The Latest: South Korean faulted for citing ‘comfort women’
GENEVA (AP) — The Latest on the meeting of the U.N. Human Rights Council (all times local):
Japan’s top envoy to the U.N. in Geneva says it was “totally unacceptable” for South Korea’s foreign minister to bring up the issue of wartime “comfort women” at the Human Rights Council.
Before and during World War II, Japan forced many Korean and other women in Asia to work in brothels for the Japanese military in what was known as the “comfort women” system.
Ambassador Junichi Ihara says he took up the matter with his South Korean counterpart after the South Korean minister, Kang Kyung-wha, spoke of recent concerns about sexual violence, particularly in wartime, and said: “We must remember and learn from the past, including the comfort women issue.”
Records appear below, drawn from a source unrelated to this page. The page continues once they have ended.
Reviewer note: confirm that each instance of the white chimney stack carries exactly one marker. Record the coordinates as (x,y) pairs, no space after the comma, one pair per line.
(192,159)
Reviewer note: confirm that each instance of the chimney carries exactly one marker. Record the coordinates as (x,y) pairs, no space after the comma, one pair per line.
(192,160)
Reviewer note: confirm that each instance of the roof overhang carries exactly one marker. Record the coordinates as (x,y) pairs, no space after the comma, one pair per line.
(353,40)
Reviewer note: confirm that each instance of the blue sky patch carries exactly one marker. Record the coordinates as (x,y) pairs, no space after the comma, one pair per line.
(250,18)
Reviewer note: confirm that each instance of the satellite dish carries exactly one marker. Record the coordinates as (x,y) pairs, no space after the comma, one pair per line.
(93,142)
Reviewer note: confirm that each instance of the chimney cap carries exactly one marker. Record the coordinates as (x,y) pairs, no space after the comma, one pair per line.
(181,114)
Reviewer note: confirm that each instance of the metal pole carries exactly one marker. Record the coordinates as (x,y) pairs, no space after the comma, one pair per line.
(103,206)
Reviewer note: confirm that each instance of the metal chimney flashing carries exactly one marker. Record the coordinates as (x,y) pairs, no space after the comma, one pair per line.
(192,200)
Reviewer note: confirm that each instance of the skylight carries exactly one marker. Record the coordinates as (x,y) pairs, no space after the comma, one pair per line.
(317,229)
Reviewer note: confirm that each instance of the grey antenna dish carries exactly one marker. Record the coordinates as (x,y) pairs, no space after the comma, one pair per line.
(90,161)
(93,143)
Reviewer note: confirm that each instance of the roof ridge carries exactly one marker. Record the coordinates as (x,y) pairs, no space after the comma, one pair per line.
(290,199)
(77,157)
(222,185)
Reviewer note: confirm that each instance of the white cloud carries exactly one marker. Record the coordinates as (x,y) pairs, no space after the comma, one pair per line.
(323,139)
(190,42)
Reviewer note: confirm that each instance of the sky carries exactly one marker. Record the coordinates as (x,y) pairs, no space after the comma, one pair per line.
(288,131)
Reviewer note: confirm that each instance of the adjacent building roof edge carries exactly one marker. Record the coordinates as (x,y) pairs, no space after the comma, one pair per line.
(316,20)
Ihara, speaking at a quickly convened news conference, said terms of a 2015 accord between Japan and South Korea that involved a settlement for “comfort women” included not bringing up the issue at U.N. bodies.
He said South Korea had not done so in the past two years at the council.
Hungary’s foreign minister has called for the resignation of the United Nations’ human rights chief for referring to Hungarian Prime Minister Viktor Orban as one of the “xenophobes and racists” seeking “ethnic, national or racial purity.”
Foreign Minister Peter Szijjarto said Monday in Geneva that United Nations High Commissioner for Human Rights Zeid Ra’ad al-Hussein was “unworthy” of his position.
Orban, a staunch opponent of immigration, especially by Muslims, has often said he wants to prevent Hungary from becoming a “mixed society.”
Speaking at a meeting of the U.N.’s Human Rights Council in Geneva, Szijjarto said it was wrong for Zeid to compare Hungary “to the worst dictatorships of the last century.”
Zeid, a Jordanian prince, has said he won’t seek another four-year term when his current one expires in August.
The U.N. human rights chief has accused the veto-wielding members of the U.N. Security Council of being second only to criminals who kill and maim when it comes to responsibility for some of the world’s most egregious rights violations.
Zeid Ra’ad al-Hussein delivered one of the strongest denunciations yet from a top U.N. official about improper use of the Security Council veto, which gives extraordinary powers to the five countries that wield it: Britain, China, France, Russia and the United States.
Speaking to the U.N. Human Rights Council, he didn’t specify cases when it was used improperly.
Zeid instead spoke more broadly and decried “some of the most prolific slaughterhouses of humans in recent times” in Syria, Congo, Yemen, Burundi and Myanmar.
Zeid, a Jordanian prince, leaves office in August.